Tem-se falado por vezes do Opus Dei como uma organização de aristocracia intelectual, que deseja penetrar nos ambientes políticos, económicos e culturais de maior relevo, para os controlar a partir de dentro, ainda que com fins bons. É verdade?

Quase todas as instituições que trouxeram uma mensagem nova, ou que se esforçaram por servir seriamente a humanidade vivendo plenamente o cristianismo, sofreram a incompreensão, sobretudo nos começos. É isto que explica que, no princípio, algumas pessoas não entendessem a doutrina sobre o apostolado dos leigos que o Opus Dei vivia e proclamava.

Devo dizer também - embora não goste de falar destas coisas - que no nosso caso não faltou, além disso, uma campanha organizada e perseverante de calúnias. Houve quem dissesse que trabalhávamos secretamente - isso talvez fosse o que eles faziam -, que queríamos ocupar postos elevados, etc. Posso dizer-lhe, concretamente, que esta campanha foi iniciada, há aproximadamente trinta anos, por um religioso espanhol que depois deixou a sua ordem e a Igreja, contraiu casamento civil e agora é pastor protestante.

A calúnia, uma vez lançada, continua a viver por inércia durante algum tempo: porque há quem escreva sem se informar, e porque nem todos são como os jornalistas competentes, que não se consideram infalíveis e têm a nobreza de rectificar quando verificam a verdade. E foi isso o que aconteceu, embora estas calúnias estejam desmentidas por uma realidade que toda a gente tem podido verificar; além de que logo à primeira vista são inacreditáveis. Basta dizer que os falatórios a que se referiu, apenas respeitam à Espanha; e, para já, pensar que uma instituição internacional como o Opus Dei gravita em torno dos problemas de um só país, demonstra ter horizontes estreitos, ser vítima de provincianismo.

Por outro lado, a maioria dos sócios do Opus Dei - em Espanha e noutros países - são donas de casa, operários, pequenos comerciantes, empregados de escritório, camponeses, etc.; quer dizer, pessoas com funções sem especial peso político ou social. Que haja um grande número de operários membros do Opus Dei não chama a atenção; que haja um político, sim. Na realidade, para mim é tão importante a vocação para o Opus Dei de um carregador como a de um dirigente de empresa. A vocação é Deus que a dá, e nas obras de Deus não cabem discriminações, menos ainda se estas forem demagógicas.
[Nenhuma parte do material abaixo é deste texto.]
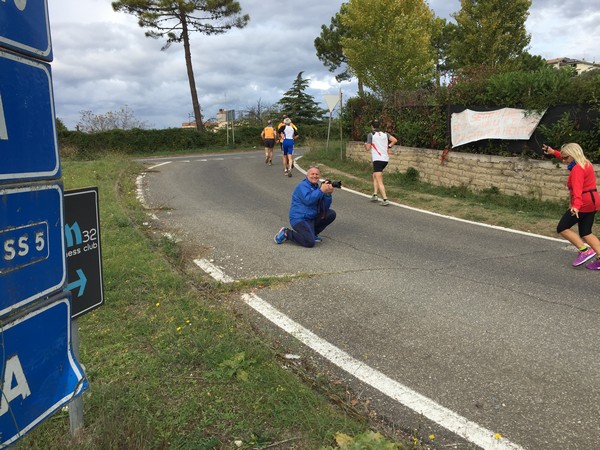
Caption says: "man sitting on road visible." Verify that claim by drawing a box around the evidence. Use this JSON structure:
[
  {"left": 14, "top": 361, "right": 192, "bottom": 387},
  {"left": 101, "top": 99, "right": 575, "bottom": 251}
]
[{"left": 275, "top": 166, "right": 336, "bottom": 247}]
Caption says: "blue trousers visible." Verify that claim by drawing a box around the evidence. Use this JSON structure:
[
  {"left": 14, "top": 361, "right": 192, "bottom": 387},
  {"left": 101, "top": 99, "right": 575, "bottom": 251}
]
[{"left": 288, "top": 209, "right": 336, "bottom": 248}]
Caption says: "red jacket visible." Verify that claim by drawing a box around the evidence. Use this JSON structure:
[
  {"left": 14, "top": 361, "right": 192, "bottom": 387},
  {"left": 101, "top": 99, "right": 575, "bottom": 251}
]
[{"left": 554, "top": 151, "right": 600, "bottom": 212}]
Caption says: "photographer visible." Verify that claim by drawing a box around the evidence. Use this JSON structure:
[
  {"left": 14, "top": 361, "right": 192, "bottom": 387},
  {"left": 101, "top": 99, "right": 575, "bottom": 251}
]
[{"left": 274, "top": 166, "right": 340, "bottom": 247}]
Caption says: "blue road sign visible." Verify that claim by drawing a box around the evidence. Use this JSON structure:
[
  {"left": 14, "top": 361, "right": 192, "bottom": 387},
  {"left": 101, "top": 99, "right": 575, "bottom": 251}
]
[
  {"left": 0, "top": 0, "right": 52, "bottom": 61},
  {"left": 0, "top": 294, "right": 88, "bottom": 445},
  {"left": 0, "top": 49, "right": 61, "bottom": 181},
  {"left": 0, "top": 183, "right": 66, "bottom": 317}
]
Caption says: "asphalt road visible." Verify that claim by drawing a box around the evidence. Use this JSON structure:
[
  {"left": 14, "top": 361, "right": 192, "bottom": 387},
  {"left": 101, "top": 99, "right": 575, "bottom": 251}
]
[{"left": 141, "top": 152, "right": 600, "bottom": 450}]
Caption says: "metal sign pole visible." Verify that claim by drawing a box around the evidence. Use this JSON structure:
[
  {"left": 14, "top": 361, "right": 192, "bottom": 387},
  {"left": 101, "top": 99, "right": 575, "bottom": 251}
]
[
  {"left": 340, "top": 88, "right": 344, "bottom": 161},
  {"left": 69, "top": 319, "right": 85, "bottom": 436}
]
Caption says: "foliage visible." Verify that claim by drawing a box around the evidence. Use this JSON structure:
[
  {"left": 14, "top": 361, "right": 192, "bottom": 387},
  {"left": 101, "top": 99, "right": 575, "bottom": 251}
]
[
  {"left": 538, "top": 112, "right": 600, "bottom": 162},
  {"left": 321, "top": 431, "right": 410, "bottom": 450},
  {"left": 243, "top": 98, "right": 281, "bottom": 126},
  {"left": 58, "top": 122, "right": 339, "bottom": 159},
  {"left": 77, "top": 105, "right": 147, "bottom": 133},
  {"left": 315, "top": 3, "right": 352, "bottom": 81},
  {"left": 277, "top": 72, "right": 325, "bottom": 124},
  {"left": 112, "top": 0, "right": 250, "bottom": 130},
  {"left": 341, "top": 0, "right": 435, "bottom": 96},
  {"left": 448, "top": 0, "right": 531, "bottom": 70},
  {"left": 56, "top": 117, "right": 67, "bottom": 133}
]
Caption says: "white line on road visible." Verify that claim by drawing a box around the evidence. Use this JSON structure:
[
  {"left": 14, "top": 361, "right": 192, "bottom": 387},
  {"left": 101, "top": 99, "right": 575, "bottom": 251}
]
[{"left": 242, "top": 294, "right": 522, "bottom": 450}]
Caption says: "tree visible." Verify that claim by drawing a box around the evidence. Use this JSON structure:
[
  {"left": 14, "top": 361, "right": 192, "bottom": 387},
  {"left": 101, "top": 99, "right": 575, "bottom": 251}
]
[
  {"left": 448, "top": 0, "right": 531, "bottom": 70},
  {"left": 244, "top": 98, "right": 279, "bottom": 126},
  {"left": 431, "top": 17, "right": 452, "bottom": 86},
  {"left": 340, "top": 0, "right": 435, "bottom": 96},
  {"left": 315, "top": 3, "right": 363, "bottom": 95},
  {"left": 277, "top": 72, "right": 325, "bottom": 125},
  {"left": 112, "top": 0, "right": 250, "bottom": 131}
]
Quem, ao ver os sócios do Opus Dei trabalhando nos mais diversos campos da actividade humana, não pensa senão em pretensas influências e controlos, demonstra ter uma pobre concepção da vida cristã. O Opus Dei não domina nem pretende dominar nenhuma actividade temporal; quer apenas difundir uma mensagem evangélica: que Deus pede que todos os homens, que vivem no mundo, O amem e O sirvam partindo precisamente das suas actividades terrenas. Consequentemente, os sócios da Obra, que são cristãos correntes, trabalham onde e como lhes parece oportuno: a Obra só se ocupa de os ajudar espiritualmente, para que actuem sempre com consciência cristã.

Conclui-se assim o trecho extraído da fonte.